Había una pieza en especial en la que él estaba interesado, un pequeño escritorio de incontestable autenticidad, que había iniciado su carrera casi doscientos años atrás, al servicio de un capitán británico. Por lo que podía juzgar, había sido construido en la India, en sándalo de la zona; los tiradores de los cajones eran de vidrio opal rescatados de una pieza anterior. Tres de los cajones conservaban los interiores originales en paño verde; cuando no tenía nada mejor que hacer, le gustaba examinarlos, cada vez que los abría tenía la sensación de que iba a encontrar en ellos algo que no había visto la vez anterior, y a veces, llegaba incluso a inclinarse para oler la tela desteñida. El viejo capitán había guardado el tabaco en el cajón superior izquierdo; los demás olores resultaban engañosos y fugaces, tanto que nunca tuvo la certeza de no estar imaginándoselos.
Una noche llegó a soñar que estaba sentado ante aquel escritorio. El suelo se movía bajo sus pies, meciéndose suavemente, subía y bajaba siguiendo un ritmo que, según comprobó, se repetía ligerísimamente en el tintero de negra tinta en el que mojaba la pluma.
«Queridísima mía -escribía-. Mi buen amigo el capitán Clough del Muñeca de Porcelana, que me ha prometido despacharte, ésta en Inglaterra. Es un clíper, de modo que…»

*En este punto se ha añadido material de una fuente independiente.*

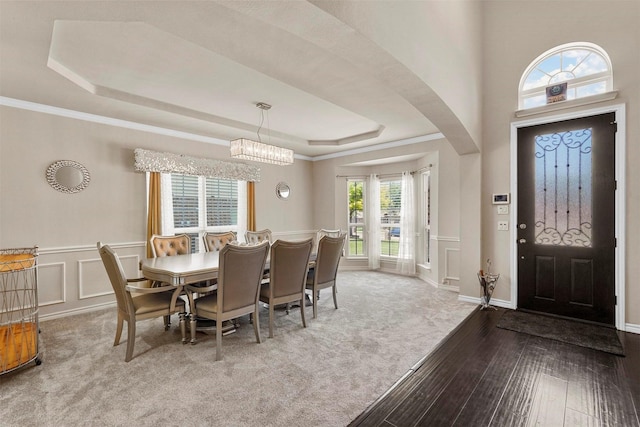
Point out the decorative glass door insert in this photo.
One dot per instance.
(563, 200)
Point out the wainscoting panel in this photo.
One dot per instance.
(51, 283)
(93, 280)
(452, 264)
(73, 279)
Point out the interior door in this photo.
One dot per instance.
(566, 218)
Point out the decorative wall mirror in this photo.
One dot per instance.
(68, 176)
(283, 190)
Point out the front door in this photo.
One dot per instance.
(566, 218)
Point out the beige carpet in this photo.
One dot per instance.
(324, 375)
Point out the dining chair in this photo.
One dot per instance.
(239, 276)
(137, 302)
(324, 273)
(288, 267)
(253, 237)
(216, 241)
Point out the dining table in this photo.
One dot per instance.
(187, 269)
(180, 271)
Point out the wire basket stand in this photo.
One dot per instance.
(19, 325)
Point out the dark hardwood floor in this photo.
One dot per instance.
(482, 375)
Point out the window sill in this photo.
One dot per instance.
(567, 104)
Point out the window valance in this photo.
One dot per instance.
(153, 161)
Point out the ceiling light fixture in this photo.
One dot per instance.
(256, 151)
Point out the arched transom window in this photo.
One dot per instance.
(584, 66)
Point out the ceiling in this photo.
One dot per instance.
(201, 67)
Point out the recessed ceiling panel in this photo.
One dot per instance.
(137, 62)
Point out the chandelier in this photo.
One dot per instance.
(257, 151)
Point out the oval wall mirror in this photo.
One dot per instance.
(68, 176)
(283, 190)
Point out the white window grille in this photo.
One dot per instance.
(584, 66)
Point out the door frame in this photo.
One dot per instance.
(620, 205)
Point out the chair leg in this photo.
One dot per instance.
(131, 338)
(183, 327)
(314, 296)
(271, 313)
(118, 330)
(218, 339)
(256, 324)
(193, 324)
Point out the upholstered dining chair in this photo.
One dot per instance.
(180, 244)
(288, 267)
(215, 241)
(170, 245)
(239, 276)
(253, 237)
(137, 302)
(324, 273)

Se oyó un grito seguido del tamborileo de pies corriendo por la cubierta. Se incorporó y al cabo de un instante se rió de sí mismo, aunque en su interior había algo -una parte de él que seguía siendo el viejo capitán- que no reía.
Al día siguiente, una mujer fea, de mediana edad, le pidió que le enseñase el escritorio.

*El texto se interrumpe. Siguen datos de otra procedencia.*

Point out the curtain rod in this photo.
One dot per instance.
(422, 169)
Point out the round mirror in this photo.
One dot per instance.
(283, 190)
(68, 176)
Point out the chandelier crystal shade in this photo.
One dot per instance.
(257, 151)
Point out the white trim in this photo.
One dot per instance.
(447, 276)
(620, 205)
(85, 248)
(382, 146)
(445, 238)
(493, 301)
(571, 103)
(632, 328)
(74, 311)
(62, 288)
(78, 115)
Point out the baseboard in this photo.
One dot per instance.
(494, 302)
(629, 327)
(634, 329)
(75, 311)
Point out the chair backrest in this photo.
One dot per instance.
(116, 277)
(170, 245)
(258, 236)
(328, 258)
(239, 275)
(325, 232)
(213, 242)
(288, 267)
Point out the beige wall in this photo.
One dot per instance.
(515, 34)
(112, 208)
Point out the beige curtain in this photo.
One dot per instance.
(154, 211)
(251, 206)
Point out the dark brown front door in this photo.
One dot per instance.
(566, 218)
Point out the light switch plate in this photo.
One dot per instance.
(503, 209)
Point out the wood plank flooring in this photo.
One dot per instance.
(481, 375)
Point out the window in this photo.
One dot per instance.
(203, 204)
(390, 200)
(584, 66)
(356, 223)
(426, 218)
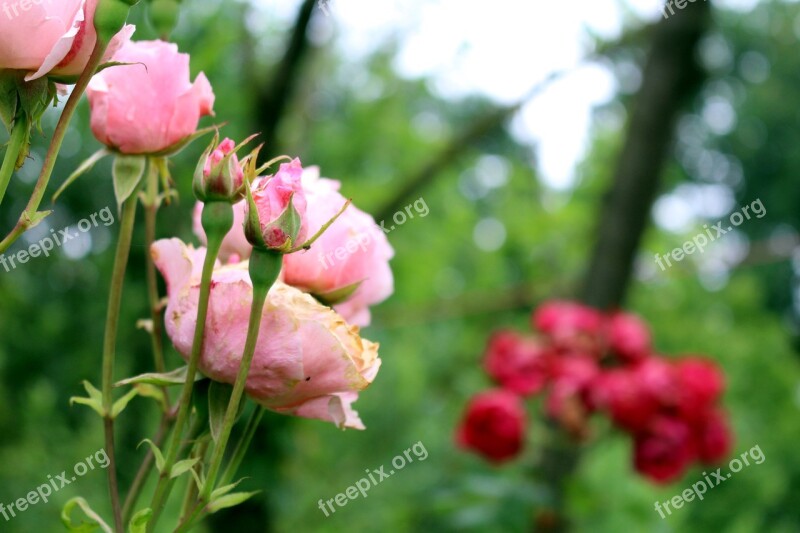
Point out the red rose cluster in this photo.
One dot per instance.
(587, 362)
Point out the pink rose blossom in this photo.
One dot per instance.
(519, 364)
(353, 250)
(308, 362)
(272, 196)
(53, 37)
(151, 104)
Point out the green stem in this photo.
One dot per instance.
(244, 443)
(28, 217)
(109, 346)
(217, 221)
(19, 136)
(265, 265)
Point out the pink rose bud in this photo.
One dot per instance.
(308, 362)
(150, 106)
(628, 337)
(348, 266)
(275, 215)
(54, 37)
(517, 363)
(493, 426)
(219, 174)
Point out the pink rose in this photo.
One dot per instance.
(278, 225)
(151, 105)
(519, 364)
(628, 337)
(235, 247)
(308, 362)
(352, 251)
(493, 426)
(53, 37)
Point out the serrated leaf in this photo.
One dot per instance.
(156, 453)
(176, 377)
(123, 402)
(219, 395)
(85, 526)
(82, 169)
(230, 500)
(139, 521)
(181, 467)
(127, 173)
(8, 100)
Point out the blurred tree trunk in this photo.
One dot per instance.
(671, 78)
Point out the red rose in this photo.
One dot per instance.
(493, 426)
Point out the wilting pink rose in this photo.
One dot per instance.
(519, 364)
(665, 450)
(151, 104)
(493, 426)
(273, 196)
(308, 361)
(353, 250)
(51, 37)
(628, 337)
(570, 325)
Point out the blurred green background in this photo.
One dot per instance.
(499, 239)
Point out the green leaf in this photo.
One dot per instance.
(156, 453)
(138, 523)
(219, 395)
(127, 172)
(230, 500)
(181, 467)
(94, 400)
(86, 526)
(123, 402)
(82, 169)
(176, 377)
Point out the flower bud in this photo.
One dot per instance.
(275, 217)
(164, 15)
(219, 175)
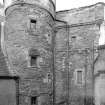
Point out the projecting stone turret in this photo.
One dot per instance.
(27, 35)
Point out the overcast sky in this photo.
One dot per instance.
(69, 4)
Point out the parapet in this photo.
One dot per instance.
(48, 5)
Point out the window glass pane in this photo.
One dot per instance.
(33, 60)
(33, 100)
(79, 77)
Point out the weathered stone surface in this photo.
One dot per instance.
(82, 15)
(19, 39)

— Le falta la silla -le informó-. Debería tener una silla a juego.
— No importa -le dijo la mujer-. Puedo encargar que me hagan una. No tiene mayor complicación.

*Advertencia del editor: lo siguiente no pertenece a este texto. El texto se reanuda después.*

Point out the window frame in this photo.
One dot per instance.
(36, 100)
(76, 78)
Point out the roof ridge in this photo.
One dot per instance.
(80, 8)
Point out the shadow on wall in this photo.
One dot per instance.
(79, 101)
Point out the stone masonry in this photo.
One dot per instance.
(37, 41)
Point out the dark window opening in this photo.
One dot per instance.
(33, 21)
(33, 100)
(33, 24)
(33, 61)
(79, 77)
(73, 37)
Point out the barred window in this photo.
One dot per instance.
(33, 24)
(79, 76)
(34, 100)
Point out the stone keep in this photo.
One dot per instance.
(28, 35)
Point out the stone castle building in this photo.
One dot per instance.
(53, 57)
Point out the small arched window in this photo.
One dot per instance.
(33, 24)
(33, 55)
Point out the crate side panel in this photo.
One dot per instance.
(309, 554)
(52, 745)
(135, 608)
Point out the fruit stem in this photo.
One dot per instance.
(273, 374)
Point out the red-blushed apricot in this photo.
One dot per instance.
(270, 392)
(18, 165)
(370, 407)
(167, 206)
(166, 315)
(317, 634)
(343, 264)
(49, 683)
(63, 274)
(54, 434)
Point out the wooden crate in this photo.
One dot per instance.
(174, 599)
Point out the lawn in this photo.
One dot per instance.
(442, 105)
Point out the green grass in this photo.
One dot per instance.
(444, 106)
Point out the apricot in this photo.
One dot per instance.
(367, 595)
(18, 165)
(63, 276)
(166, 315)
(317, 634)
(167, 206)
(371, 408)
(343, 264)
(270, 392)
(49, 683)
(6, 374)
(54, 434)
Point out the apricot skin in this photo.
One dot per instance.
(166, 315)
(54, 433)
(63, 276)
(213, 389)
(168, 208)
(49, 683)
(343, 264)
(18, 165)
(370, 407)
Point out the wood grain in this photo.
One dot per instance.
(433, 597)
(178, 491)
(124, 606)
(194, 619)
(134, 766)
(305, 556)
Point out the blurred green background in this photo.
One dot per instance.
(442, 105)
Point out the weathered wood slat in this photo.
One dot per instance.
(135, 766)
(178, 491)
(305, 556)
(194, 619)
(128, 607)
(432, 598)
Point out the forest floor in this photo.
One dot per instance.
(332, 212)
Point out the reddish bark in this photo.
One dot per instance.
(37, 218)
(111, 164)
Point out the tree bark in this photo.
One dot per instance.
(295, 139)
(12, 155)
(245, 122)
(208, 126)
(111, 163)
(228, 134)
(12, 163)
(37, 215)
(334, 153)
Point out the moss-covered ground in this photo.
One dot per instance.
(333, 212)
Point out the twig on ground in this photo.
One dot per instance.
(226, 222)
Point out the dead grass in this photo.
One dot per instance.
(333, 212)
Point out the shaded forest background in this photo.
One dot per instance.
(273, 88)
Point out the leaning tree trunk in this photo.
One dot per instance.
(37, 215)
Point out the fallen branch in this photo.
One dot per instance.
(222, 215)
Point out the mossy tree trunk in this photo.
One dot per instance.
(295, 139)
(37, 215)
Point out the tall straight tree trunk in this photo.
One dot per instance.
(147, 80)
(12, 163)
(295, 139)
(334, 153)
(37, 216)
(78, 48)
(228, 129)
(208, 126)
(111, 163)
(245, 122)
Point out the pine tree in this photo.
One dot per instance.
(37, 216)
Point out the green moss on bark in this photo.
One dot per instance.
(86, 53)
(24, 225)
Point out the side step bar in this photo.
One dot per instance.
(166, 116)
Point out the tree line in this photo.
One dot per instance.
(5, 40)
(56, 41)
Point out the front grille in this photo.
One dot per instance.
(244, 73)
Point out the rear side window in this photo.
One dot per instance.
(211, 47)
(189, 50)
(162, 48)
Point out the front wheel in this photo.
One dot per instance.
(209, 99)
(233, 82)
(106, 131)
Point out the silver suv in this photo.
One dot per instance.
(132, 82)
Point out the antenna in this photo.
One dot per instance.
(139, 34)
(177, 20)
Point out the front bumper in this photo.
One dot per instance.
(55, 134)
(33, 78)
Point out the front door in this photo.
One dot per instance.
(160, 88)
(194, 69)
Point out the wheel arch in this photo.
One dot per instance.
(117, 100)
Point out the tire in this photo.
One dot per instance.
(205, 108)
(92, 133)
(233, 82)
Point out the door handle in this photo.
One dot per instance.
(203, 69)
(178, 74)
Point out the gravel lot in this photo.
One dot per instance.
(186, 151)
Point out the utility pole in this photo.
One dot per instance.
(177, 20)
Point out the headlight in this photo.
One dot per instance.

Le dio el precio tratando de dar la impresión de que lo encontraba demasiado alto.
— No está mal -dijo la mujer revisando la pieza.
Bajó la voz y le comentó:
— En enero creo que van a rebajarlo en trescientos dólares.
La mujer sonrió; la suya era como la sonrisa del gato que siente el pájaro entre sus garras.
— Estupendo, hágame enviar la factura.
Cuando hubo rellenado y entregado el pedido, echó un vistazo al reloj. La mujer se lo había hecho cargar en cuenta y por un momento abrigó la esperanza de que no aprobaran la venta.
Eran las seis menos diez, faltaban diez minutos para la hora de cierre. La semana siguiente, sólo faltaban siete días, la tienda estaría abierta hasta las diez, y en semanas alternas, tendría que entrar a las dos y quedarse hasta las diez. Iban a contratar personal temporal que no estaba autorizado a cambiar de horario y que aceptaba esos trabajos para robar. Gracias a Dios, en su sección no serían muchos.
Sonó el primer timbre de advertencia.
Al segundo, se dirigió al Salón de Empleados a tomar un café.
Las ventanas estaban en penumbra. Se acercó a ellas, sorprendido de que hubiera oscurecido tan temprano. Había comenzado el plan de ahorro energético. Lo había olvidado.
La gente llevaba semanas hablando del buen otoño que hacía, del veranillo de San Martín. Al mirar por las ventanas en penumbra y ver las siluetas que andaban raudas por la acera, le pareció que el invierno había llegado por fin y que tenía todo el aspecto de ser un invierno muy frío. En alguna parte tenía guardado un abrigo largo, de lana más pesada, y un tono gris tan oscuro que parecía negro. Se dijo que no debía olvidarse de sacarlo.